7. The transmitter according to claim 6, wherein the controller further includes a plurality of frequency doubles which correspond to the phase shifters, each of which doubles the phase range of the oscillator.

8. The transmitter according to claim 5, wherein the receiver is a quadrature receiver and the phase shift signal has a first phase shift signal and a second phase shift signal which is 90° out of the phase of the first phase shift signal.

9. A system for a smart antenna comprising:
a plurality of antennas;
a controller for providing phase shift signals which correspond to the antenna sections;
a receiver section having a plurality of mixers and current sources, each of the mixers for mixing an input signal from the corresponding antenna with the corresponding phase shift signal, each of the current sources for being applied to the corresponding mixer; and a transmitter section having a plurality of mixers and current sources, each of the mixers for mixing an IF signal with the correspond phase shift signal to provide a signal to the corresponding antenna section, each of the current sources for being applied to the corresponding mixer, whereby the phase shift signal and the current source control phase and gain of a signal from or to the corresponding antenna.

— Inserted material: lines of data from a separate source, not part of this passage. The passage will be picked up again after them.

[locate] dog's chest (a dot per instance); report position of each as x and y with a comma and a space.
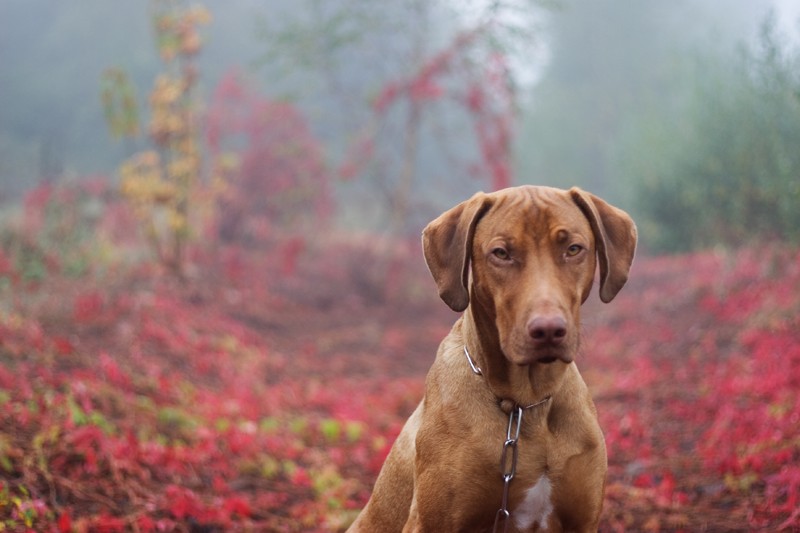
536, 507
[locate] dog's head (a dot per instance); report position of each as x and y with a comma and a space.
532, 253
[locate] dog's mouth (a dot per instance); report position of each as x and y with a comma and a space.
529, 357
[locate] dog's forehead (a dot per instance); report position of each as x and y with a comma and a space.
528, 208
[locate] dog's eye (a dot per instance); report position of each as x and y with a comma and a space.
501, 253
574, 250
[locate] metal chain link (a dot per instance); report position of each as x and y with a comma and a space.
508, 466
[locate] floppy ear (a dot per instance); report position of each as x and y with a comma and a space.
447, 245
615, 238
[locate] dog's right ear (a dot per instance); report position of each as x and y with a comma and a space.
447, 245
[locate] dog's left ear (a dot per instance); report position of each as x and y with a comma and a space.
615, 238
447, 245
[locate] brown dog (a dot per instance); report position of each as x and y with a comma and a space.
506, 437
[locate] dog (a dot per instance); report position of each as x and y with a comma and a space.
504, 389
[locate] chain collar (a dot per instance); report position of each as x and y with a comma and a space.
508, 457
503, 402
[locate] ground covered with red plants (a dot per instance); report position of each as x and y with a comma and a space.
263, 391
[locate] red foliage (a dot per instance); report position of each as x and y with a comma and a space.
482, 89
229, 403
281, 179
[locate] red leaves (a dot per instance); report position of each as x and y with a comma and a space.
88, 307
222, 405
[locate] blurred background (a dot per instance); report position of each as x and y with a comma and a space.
409, 106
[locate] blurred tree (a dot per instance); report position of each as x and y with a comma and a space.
726, 168
404, 90
163, 183
612, 62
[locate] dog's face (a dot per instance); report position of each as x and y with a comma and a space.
532, 253
533, 263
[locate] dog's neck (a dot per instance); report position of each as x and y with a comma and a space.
518, 384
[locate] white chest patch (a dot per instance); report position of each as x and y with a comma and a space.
536, 507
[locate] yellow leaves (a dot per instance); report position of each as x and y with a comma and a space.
176, 30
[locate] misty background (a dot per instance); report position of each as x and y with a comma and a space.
686, 114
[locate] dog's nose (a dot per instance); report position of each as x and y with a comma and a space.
547, 329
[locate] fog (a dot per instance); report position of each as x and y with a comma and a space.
593, 94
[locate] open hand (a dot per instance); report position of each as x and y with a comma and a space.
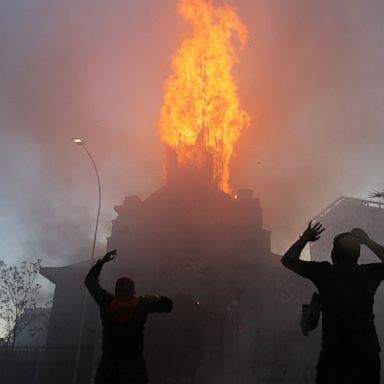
361, 235
109, 256
313, 233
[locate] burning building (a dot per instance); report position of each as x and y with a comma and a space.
194, 240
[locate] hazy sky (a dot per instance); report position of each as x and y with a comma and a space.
310, 77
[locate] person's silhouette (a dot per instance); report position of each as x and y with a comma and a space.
123, 316
350, 346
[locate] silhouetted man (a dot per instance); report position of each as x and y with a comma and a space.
350, 346
123, 316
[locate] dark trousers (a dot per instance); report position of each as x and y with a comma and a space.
112, 370
361, 368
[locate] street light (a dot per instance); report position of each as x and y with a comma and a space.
81, 143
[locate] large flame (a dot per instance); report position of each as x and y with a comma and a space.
201, 118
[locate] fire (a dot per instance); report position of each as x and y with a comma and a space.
201, 118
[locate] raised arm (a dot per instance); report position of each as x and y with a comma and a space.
92, 279
376, 248
291, 258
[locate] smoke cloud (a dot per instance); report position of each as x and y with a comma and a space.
310, 78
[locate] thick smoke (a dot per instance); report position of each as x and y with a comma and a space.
310, 78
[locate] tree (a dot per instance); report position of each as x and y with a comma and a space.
18, 297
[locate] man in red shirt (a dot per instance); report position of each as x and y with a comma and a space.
123, 316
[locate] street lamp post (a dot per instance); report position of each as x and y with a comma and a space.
81, 143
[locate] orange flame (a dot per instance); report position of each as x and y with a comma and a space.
201, 118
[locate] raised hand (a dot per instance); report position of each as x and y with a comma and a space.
361, 235
109, 256
312, 233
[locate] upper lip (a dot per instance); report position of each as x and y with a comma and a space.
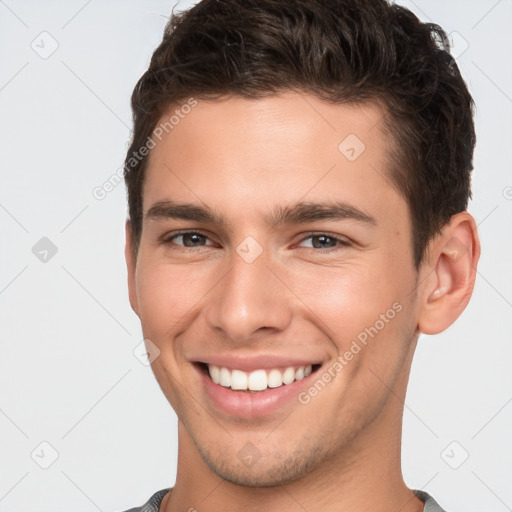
251, 363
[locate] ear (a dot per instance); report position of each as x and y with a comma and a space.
131, 266
449, 275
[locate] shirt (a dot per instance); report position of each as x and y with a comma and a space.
153, 503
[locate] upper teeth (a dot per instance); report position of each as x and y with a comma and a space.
257, 380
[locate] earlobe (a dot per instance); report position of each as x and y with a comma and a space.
131, 266
452, 271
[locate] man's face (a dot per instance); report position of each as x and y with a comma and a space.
331, 293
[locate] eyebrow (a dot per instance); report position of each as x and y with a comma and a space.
299, 213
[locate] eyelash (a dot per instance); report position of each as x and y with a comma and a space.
341, 241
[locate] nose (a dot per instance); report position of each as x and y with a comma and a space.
251, 298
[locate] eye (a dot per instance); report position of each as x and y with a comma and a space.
326, 241
190, 239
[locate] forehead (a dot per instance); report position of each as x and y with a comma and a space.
243, 153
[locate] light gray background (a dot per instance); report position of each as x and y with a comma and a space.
68, 375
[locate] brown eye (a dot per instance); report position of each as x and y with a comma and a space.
326, 241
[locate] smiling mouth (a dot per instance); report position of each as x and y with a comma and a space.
256, 381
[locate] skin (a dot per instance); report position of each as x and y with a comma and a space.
341, 451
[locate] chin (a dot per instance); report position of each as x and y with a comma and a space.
276, 470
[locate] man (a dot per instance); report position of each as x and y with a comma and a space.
298, 181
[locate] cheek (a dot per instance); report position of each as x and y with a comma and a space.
166, 293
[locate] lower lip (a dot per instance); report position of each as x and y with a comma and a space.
251, 405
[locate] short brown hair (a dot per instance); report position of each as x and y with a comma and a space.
342, 51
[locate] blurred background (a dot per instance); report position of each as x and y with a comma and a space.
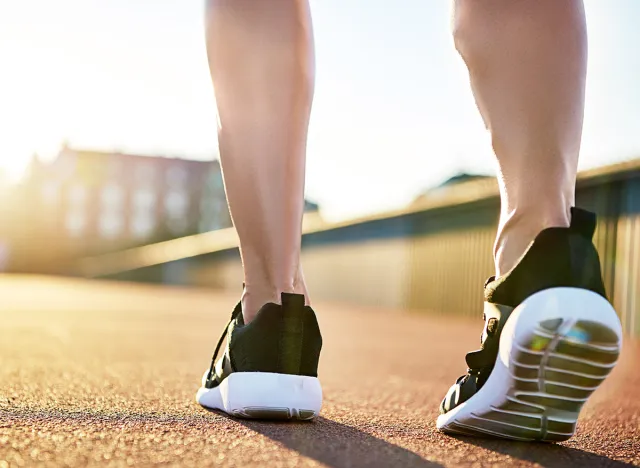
109, 163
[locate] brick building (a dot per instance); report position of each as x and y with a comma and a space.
95, 199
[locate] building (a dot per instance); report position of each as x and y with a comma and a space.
98, 199
457, 183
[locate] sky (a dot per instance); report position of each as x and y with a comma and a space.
393, 113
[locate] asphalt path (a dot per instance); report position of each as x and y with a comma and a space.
105, 373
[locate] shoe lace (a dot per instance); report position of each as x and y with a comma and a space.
236, 311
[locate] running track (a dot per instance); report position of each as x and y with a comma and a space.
105, 374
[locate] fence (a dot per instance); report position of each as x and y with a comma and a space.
433, 256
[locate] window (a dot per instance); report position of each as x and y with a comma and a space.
75, 223
111, 225
176, 204
142, 226
112, 197
144, 200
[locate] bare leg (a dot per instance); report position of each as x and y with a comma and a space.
262, 67
527, 65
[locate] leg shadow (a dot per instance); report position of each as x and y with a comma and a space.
337, 445
547, 455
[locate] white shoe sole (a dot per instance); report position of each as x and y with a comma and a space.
556, 348
264, 395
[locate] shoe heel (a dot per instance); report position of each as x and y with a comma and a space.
559, 346
264, 395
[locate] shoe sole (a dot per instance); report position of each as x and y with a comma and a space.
265, 395
556, 348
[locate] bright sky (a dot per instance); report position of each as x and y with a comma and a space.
392, 114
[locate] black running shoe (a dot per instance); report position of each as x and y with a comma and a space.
550, 339
269, 369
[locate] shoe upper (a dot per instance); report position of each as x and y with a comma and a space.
558, 257
282, 339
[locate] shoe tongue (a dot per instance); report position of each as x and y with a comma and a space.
583, 222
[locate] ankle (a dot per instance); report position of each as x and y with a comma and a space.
255, 296
518, 229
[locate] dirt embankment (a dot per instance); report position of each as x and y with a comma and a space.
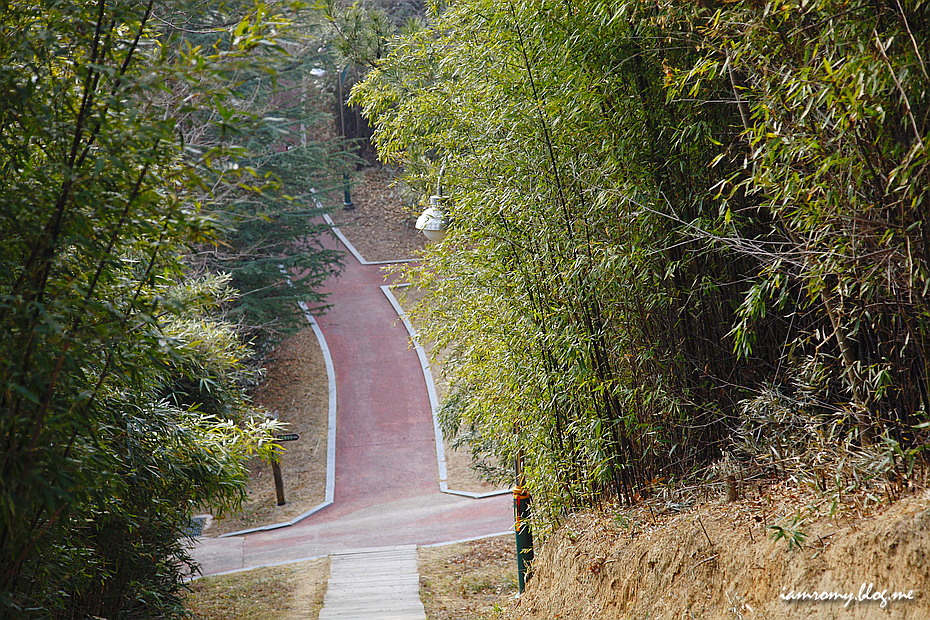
720, 561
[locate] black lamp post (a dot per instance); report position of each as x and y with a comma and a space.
347, 199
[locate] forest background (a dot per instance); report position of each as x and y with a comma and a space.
687, 242
158, 162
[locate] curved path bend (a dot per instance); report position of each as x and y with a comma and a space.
386, 479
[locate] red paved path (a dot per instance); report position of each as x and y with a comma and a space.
387, 482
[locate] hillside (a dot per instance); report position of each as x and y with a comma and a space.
720, 561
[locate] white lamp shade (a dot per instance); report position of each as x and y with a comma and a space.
433, 222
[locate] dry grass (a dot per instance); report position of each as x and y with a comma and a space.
381, 226
289, 592
296, 388
468, 581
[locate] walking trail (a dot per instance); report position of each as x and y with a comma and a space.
387, 494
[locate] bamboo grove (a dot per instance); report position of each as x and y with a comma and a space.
140, 144
682, 234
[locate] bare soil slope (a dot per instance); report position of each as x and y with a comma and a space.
719, 561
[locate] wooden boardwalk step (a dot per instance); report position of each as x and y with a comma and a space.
374, 583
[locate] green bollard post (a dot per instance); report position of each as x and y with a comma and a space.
521, 509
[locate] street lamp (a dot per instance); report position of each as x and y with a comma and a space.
347, 199
433, 223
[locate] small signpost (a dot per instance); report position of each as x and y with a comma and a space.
276, 468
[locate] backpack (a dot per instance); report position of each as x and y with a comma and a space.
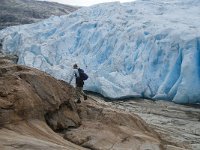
83, 75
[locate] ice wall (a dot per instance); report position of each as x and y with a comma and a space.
144, 49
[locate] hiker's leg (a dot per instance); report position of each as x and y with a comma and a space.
78, 93
84, 95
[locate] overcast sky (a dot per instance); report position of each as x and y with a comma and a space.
85, 2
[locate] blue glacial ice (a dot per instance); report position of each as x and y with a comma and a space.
145, 48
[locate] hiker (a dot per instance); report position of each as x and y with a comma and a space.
78, 74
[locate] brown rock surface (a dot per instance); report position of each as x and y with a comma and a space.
104, 128
30, 100
27, 98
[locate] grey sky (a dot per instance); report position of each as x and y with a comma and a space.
85, 2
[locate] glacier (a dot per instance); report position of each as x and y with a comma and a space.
148, 49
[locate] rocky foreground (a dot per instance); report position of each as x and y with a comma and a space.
178, 125
39, 112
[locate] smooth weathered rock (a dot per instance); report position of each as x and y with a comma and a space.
105, 128
29, 98
177, 125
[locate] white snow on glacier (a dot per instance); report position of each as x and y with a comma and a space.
145, 48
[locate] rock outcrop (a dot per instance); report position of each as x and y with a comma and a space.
37, 111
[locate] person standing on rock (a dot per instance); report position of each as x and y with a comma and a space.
80, 77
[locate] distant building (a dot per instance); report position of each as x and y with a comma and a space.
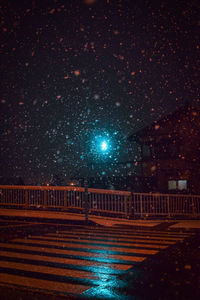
170, 153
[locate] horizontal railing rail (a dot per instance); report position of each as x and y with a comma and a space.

10. The system according to claim 9, wherein the controller includes an oscillator and a plurality of phase shifters, each of which phase-shifts the output of the oscillator in response to a phase control signal.

11. The system according to claim 10, wherein the controller further includes a plurality of frequency doubles which correspond to the phase shifters, each of which performs frequency doubling of the corresponding phase shift signal.

12. The system according to claim 9, wherein the receiver section is a quadrature receiver section, and the phase shift signal has a first phase shift signal and a second phase shift signal which is 90° out of the phase of the first phase shift signal.